Calculate diversity and store in TSENATAnalysis — calculate

Wrapper around .calculate_diversity() that manages TSENATAnalysis object. Calculates Tsallis entropy (diversity) across multiple q-values for each gene to quantify isoform complexity and transcript heterogeneity.

Usage

calculate_diversity(
  analysis,
  q = NULL,
  norm = TRUE,
  norm_method = NULL,
  reference_group = NULL,
  verbose = NULL,
  show_messages = FALSE,
  what = NULL,
  nthreads = NULL,
  pseudocount = NULL,
  min_valid_frac = NULL,
  shrinkage = NULL,
  bootstrap = NULL,
  nboot = NULL,
  bootstrap_method = NULL,
  bootstrap_ci = NULL,
  bootstrap_include_diagnostics = NULL,
  output_file = NULL,
  ...
)

Arguments

analysis

TSENATAnalysis object.

q

numeric. Q-value(s) for Tsallis entropy (single value or vector). If NULL, reads from analysis@config$q. If not in config, defaults to seq(0.01, 2, by = 0.05) for full spectrum computation.

norm

logical or character. Normalization method: TRUE, FALSE, 'none', 'range', 'zscore', 'log_odds_ratio', 'relative_reference'. If NULL, reads from @config$norm or defaults to TRUE.

norm_method

character. Post-hoc normalization method applied after diversity computation. Options:

'default' - Simple normalization by theoretical maximum (current behavior)
'zscore' - Z-score normalization per q-value
'log_odds_ratio' - Log-odds ratio relative to max entropy (q and isoform-aware)
'relative_reference' - Divide by reference group mean (requires reference_group)
NULL - No post-hoc normalization (default)

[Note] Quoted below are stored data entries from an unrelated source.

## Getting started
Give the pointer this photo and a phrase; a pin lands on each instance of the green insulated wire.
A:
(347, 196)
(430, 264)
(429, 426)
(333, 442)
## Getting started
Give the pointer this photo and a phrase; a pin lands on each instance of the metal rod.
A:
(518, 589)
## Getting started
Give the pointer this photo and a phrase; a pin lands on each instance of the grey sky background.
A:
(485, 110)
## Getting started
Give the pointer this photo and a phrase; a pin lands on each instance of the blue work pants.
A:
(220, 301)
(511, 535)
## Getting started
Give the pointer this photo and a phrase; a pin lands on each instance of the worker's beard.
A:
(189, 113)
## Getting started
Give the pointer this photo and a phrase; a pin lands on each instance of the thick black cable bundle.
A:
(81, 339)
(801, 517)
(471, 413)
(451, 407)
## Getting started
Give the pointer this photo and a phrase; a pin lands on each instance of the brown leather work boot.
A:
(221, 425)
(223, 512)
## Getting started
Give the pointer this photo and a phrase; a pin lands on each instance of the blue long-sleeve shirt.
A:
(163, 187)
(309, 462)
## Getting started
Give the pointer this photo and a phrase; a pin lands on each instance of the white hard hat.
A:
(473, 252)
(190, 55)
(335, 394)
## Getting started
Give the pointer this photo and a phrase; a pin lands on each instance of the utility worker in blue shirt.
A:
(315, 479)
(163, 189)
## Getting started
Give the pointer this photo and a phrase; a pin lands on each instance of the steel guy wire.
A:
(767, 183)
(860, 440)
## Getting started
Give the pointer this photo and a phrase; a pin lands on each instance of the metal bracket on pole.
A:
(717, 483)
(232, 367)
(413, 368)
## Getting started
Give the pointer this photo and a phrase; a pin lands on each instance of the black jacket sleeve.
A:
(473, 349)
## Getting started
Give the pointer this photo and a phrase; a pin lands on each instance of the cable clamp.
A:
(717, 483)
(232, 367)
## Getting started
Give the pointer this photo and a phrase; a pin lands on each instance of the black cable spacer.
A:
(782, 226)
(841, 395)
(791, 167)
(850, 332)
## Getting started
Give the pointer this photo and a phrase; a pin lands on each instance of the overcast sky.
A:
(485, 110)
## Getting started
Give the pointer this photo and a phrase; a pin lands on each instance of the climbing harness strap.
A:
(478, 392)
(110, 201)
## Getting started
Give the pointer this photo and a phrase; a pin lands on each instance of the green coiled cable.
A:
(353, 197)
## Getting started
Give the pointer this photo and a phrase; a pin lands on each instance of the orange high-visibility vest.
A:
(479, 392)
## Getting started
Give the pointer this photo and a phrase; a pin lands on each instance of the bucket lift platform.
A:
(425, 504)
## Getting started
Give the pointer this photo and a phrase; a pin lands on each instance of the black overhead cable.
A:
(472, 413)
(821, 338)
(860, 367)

If NULL, reads from @config$norm_method if available.

reference_group

character. For norm_method = 'relative_reference', the reference group column name (e.g., from colData). If NULL, uses first group in colData. If NULL, reads from @config$reference_group if available.

verbose

logical. Print progress messages. Default: TRUE. If not specified, reads from @config$verbose if available.

show_messages

logical. Display verbose messages during computation. Default: FALSE.

what

character. Output type: 'S' (entropy) or 'D' (diversity). Default: 'S'. If NULL, reads from @config$what if available.

nthreads

numeric or NULL. Number of CPU threads for parallel processing. If NULL, reads from @config$nthreads (or defaults to 1).

pseudocount

numeric or character. Pseudocount value or 'auto'. Default: 0. If NULL, reads from @config$pseudocount if available.

min_valid_frac

numeric. Minimum fraction of valid samples for gene filtering. Default: NULL. If NULL, reads from @config$min_valid_frac if available.

shrinkage

character. Shrinkage method: 'none' or 'empirical_bayes'. Default: 'none'. If NULL, reads from @config$shrinkage if available.

bootstrap

logical. Compute bootstrap confidence intervals. Default: FALSE. If not specified, reads from @config$bootstrap if available.

nboot

numeric or NULL. Number of bootstrap replicates. Default: NULL. If NULL, reads from @config$nboot if available.

bootstrap_method

character. Bootstrap method: 'percentile' or others. Default: 'percentile'. If NULL, reads from @config$bootstrap_method if available.

bootstrap_ci

numeric. Bootstrap confidence interval level (0-1). Default: 0. 95. If NULL, reads from @config$bootstrap_ci if available.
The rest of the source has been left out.